At the presentation late Tuesday, central bank governor Alejandro Díaz de León (pictured), finance minister Carlos Urzúa and finance vice minister Arturo Herrera outlined the following plan:
- Improvement of the SPEI electronic transfer payment system and integration of the CoDi (Cobro Digital) payment system, based on QR code transfers and near-field communication (NFC) technology, a tool in development at the central bank since 2016. This system should enable sellers and buyers to execute transactions through mobile phone devices within seconds, while also reducing the use of cash in daily transactions.
- Getting payroll loans with any bank. Díaz de León outlined the implementation of "open architecture" to allow workers to use their payroll bank accounts as a source of payment for all types of loans and with any financial institution.
- Regulation for repurchase and securities lending transactions will be revised so that a larger number of financial entities can execute repurchase transactions or securities lending operations. At the same time, the range of securities that banks and brokerage firms will be able to use for repurchase operations will be broadened, thereby promoting more liquidity in the fixed income and capital markets.
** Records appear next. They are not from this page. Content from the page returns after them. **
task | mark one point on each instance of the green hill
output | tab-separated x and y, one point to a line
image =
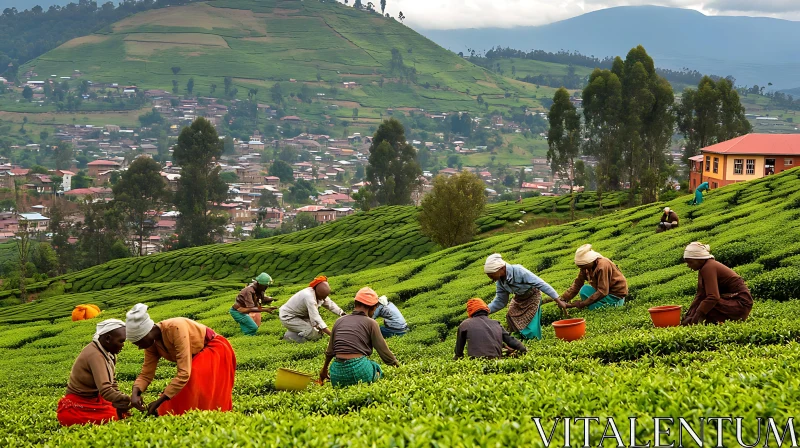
623	367
319	44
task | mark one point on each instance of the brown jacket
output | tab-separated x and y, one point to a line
248	298
606	278
93	374
181	339
358	333
672	218
716	281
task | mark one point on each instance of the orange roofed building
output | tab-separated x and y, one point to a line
748	157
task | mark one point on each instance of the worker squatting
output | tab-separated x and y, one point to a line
206	362
667	432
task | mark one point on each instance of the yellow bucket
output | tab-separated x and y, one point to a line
288	379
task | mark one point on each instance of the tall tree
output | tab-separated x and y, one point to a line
564	140
197	150
141	194
393	170
602	105
710	114
449	212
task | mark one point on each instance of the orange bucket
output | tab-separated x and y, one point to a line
666	316
570	329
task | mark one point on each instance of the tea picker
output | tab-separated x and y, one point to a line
524	312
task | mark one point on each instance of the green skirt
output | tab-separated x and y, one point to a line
354	371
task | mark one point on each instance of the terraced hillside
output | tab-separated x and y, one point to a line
319	44
622	368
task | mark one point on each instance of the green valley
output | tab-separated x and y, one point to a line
622	368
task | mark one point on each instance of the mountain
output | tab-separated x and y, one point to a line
621	367
319	45
754	50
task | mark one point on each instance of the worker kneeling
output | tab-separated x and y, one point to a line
607	286
92	392
721	293
352	340
669	220
484	337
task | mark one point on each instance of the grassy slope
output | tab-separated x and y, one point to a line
380	237
258	43
645	372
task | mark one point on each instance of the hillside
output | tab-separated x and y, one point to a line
754	50
257	43
623	367
385	236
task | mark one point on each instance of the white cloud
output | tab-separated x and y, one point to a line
448	14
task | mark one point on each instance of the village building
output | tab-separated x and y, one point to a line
748	157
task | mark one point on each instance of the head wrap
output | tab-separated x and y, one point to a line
698	251
263	279
367	296
107	326
138	322
493	264
317	280
585	255
474	305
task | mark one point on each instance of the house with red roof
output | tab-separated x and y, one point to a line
751	156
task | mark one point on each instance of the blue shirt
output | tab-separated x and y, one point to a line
518	281
392	318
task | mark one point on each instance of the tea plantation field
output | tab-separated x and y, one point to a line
622	368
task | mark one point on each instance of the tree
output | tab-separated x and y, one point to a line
63	155
393	170
281	170
197	150
305	220
449	211
710	114
564	140
141	194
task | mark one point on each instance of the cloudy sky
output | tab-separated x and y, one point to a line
445	14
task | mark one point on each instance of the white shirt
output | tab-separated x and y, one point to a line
305	305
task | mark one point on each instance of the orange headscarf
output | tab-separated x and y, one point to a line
474	305
367	296
317	280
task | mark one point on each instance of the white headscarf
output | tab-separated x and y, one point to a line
585	255
107	326
138	322
698	251
493	264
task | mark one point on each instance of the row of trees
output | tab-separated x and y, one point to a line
629	119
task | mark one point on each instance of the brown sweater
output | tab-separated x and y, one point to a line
93	374
716	281
606	278
484	338
670	217
357	333
248	298
181	339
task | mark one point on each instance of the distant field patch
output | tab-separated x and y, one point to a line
90	39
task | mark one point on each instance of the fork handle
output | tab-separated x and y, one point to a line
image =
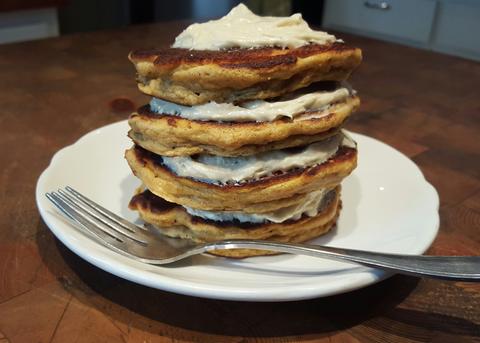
459	268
- Strengthening incentives for companies to list their equity and debt in the stock market and removing factors that discriminate between domestic and foreign investors. This includes a reduction of taxes on income from the sale of stocks in IPOs to a rate equivalent of 10% of income tax (ISR) from the current level of 35%. The plan also gives a 100% credit of ISR withholding to foreign residents with corporate debt investments.
- Greater flexibility for financial intermediaries in their repurchase and securities lending operations. Authorization will be given to financial institutions, including the pension fund managers (Afores), to conduct repo and lending with securities issued by these companies.
- Greater flexibility to the investment regime at Afores. This measure aims to help Afores to better diversify their investments and, at the same time, encourage them to invest more in long term projects (e.g., infrastructure). Afores are also directed to reduce commissions to below 1% and take additional actions to encourage voluntary contributions.
- Eliminate barriers to financial inclusion by allowing young people between 15 and 17 years of age to open their first bank account. This is expected to benefit around 7mn young people.
- Strengthen national development banks to benefit 15mn new clients in rural areas, vulnerable municipalities and semi-urban areas where there is no presence of commercial banking. To this end, the National Savings and Financial Services Bank (BANSEFI in Spanish) will be renamed and transformed into the Banco de Bienestar, and a new financial group will be created to cater to the needs of the agricultural sector. The new financial group will consist of four institutions: Financiera Nacional de Desarrollo Agropecuario, Forestal, Rural y Pesquero (FND); Fondo de Capitalización e Inversión del Sector Rural (FOCIR); Fideicomiso de Riesgo Compartido (FIRCO) and Agroasemex.
Banorte's economic analysis team, in a note, offered a positive response to the plan. "We applaud the efforts of the federal government to boost the financial sector. In this context, Mexico is still among the countries of Latin America with one of the lowest levels of financial penetration," it said.
"In our opinion, the measures announced today will help to increase penetration by allowing the entry of a greater number of users of banking services, which will eventually also help reduce informality," added Banorte.